La serie Muhteşem Yüzyil (Il secolo magnifico) – dramma storico e ritratto del sultano Solimano, il valoroso combattente che portò l’impero Ottomano alla sua massima estensione e al contempo amante dell’arte amorosa e uomo di fede – ha provocato l’intervento dell’allora primo ministro Erdogan, che definì “una disgrazia la scelta di rappresentare un tale grande uomo come poligamo e signore di un harem”. Ne è conseguito un cambio nella direzione della storia, che ha privilegiato la vocazione religiosa del sultano rispetto alle sue abitudini amorose, entrambi aspetti storicamente validi.
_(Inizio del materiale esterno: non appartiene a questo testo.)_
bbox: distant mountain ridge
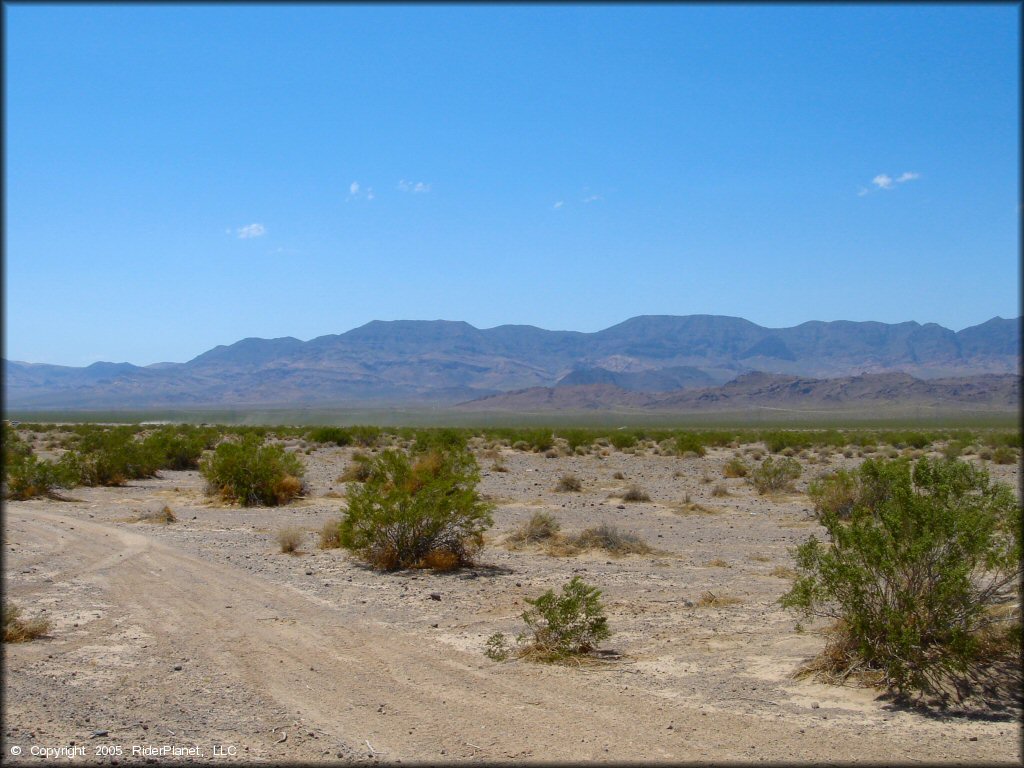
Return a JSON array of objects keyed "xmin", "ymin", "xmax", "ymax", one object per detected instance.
[{"xmin": 4, "ymin": 314, "xmax": 1020, "ymax": 409}]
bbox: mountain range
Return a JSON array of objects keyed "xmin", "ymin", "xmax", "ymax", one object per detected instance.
[{"xmin": 4, "ymin": 315, "xmax": 1021, "ymax": 410}]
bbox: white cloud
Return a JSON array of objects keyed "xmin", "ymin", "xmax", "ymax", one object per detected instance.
[
  {"xmin": 345, "ymin": 181, "xmax": 376, "ymax": 203},
  {"xmin": 238, "ymin": 224, "xmax": 266, "ymax": 240},
  {"xmin": 398, "ymin": 179, "xmax": 430, "ymax": 195}
]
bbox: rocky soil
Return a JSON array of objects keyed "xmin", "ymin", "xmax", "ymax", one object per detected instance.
[{"xmin": 2, "ymin": 438, "xmax": 1021, "ymax": 763}]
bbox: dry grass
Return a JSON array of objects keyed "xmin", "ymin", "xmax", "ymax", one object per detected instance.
[
  {"xmin": 129, "ymin": 504, "xmax": 178, "ymax": 525},
  {"xmin": 274, "ymin": 525, "xmax": 305, "ymax": 554},
  {"xmin": 697, "ymin": 590, "xmax": 742, "ymax": 608},
  {"xmin": 555, "ymin": 474, "xmax": 583, "ymax": 493},
  {"xmin": 505, "ymin": 512, "xmax": 561, "ymax": 549},
  {"xmin": 547, "ymin": 523, "xmax": 654, "ymax": 557},
  {"xmin": 672, "ymin": 496, "xmax": 722, "ymax": 515},
  {"xmin": 3, "ymin": 603, "xmax": 50, "ymax": 643}
]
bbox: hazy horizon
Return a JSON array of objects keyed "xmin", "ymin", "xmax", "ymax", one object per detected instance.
[{"xmin": 3, "ymin": 4, "xmax": 1021, "ymax": 366}]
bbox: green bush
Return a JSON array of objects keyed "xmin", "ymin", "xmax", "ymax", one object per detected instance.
[
  {"xmin": 200, "ymin": 434, "xmax": 304, "ymax": 507},
  {"xmin": 807, "ymin": 469, "xmax": 861, "ymax": 519},
  {"xmin": 339, "ymin": 451, "xmax": 494, "ymax": 570},
  {"xmin": 992, "ymin": 445, "xmax": 1017, "ymax": 464},
  {"xmin": 413, "ymin": 429, "xmax": 469, "ymax": 454},
  {"xmin": 142, "ymin": 426, "xmax": 208, "ymax": 470},
  {"xmin": 781, "ymin": 459, "xmax": 1021, "ymax": 692},
  {"xmin": 61, "ymin": 427, "xmax": 164, "ymax": 485},
  {"xmin": 506, "ymin": 512, "xmax": 561, "ymax": 547},
  {"xmin": 608, "ymin": 430, "xmax": 638, "ymax": 451},
  {"xmin": 676, "ymin": 432, "xmax": 708, "ymax": 456},
  {"xmin": 519, "ymin": 577, "xmax": 611, "ymax": 662},
  {"xmin": 751, "ymin": 456, "xmax": 803, "ymax": 494},
  {"xmin": 4, "ymin": 453, "xmax": 77, "ymax": 500},
  {"xmin": 306, "ymin": 427, "xmax": 352, "ymax": 447}
]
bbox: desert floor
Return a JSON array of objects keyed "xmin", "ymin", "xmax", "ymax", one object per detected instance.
[{"xmin": 3, "ymin": 438, "xmax": 1021, "ymax": 763}]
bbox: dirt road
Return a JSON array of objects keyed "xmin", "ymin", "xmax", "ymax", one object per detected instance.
[{"xmin": 3, "ymin": 444, "xmax": 1018, "ymax": 763}]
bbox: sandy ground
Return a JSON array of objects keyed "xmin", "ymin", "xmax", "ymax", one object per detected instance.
[{"xmin": 3, "ymin": 447, "xmax": 1021, "ymax": 763}]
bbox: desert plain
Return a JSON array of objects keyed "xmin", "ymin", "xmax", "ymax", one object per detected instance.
[{"xmin": 3, "ymin": 440, "xmax": 1021, "ymax": 764}]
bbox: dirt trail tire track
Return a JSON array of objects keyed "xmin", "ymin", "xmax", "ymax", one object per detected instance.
[{"xmin": 7, "ymin": 508, "xmax": 1019, "ymax": 762}]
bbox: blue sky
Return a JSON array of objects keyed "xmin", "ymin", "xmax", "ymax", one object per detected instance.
[{"xmin": 4, "ymin": 4, "xmax": 1021, "ymax": 366}]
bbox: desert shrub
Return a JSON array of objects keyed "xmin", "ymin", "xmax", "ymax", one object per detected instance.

Certo è che l’enorme successo che alcune soap riscuotono anche all’estero non può sottrarsi alla responsabilità che il loro richiamo comporta, ovvero quella di forgiare ed esportare un’immagine del paese in linea con l’ideologia dominante. Benché il governo non finanzi direttamente la produzione tv nazionale, a differenza di quanto non faccia con il cinema dal 2002, non può neppure ignorarne il potenziale in termini di ricadute economiche. L’industria del turismo per esempio ha beneficiato non poco della popolarità di queste serie, specialmente in Medio Oriente, provocando un aumento nel numero di visitatori arabi che in questa terra a cavallo tra Oriente e Occidente paiono non dover rinunciare ai sapori di casa mentre spendono per godere di uno stile di vita meno costringente. E non mancano neppure istanze di grandi progetti d’investimento da parte di corporation straniere nel settore dell’intrattenimento turco, come è accaduto nel 2013, con l’annuncio della nascita di una “Hollywood sul Bosforo” foraggiata da un investimento di 3 miliardi di dollari da parte di Universal Studios. Il progetto non è ancora stato realizzato, ma l’industria locale non ha smesso di incantare il mondo.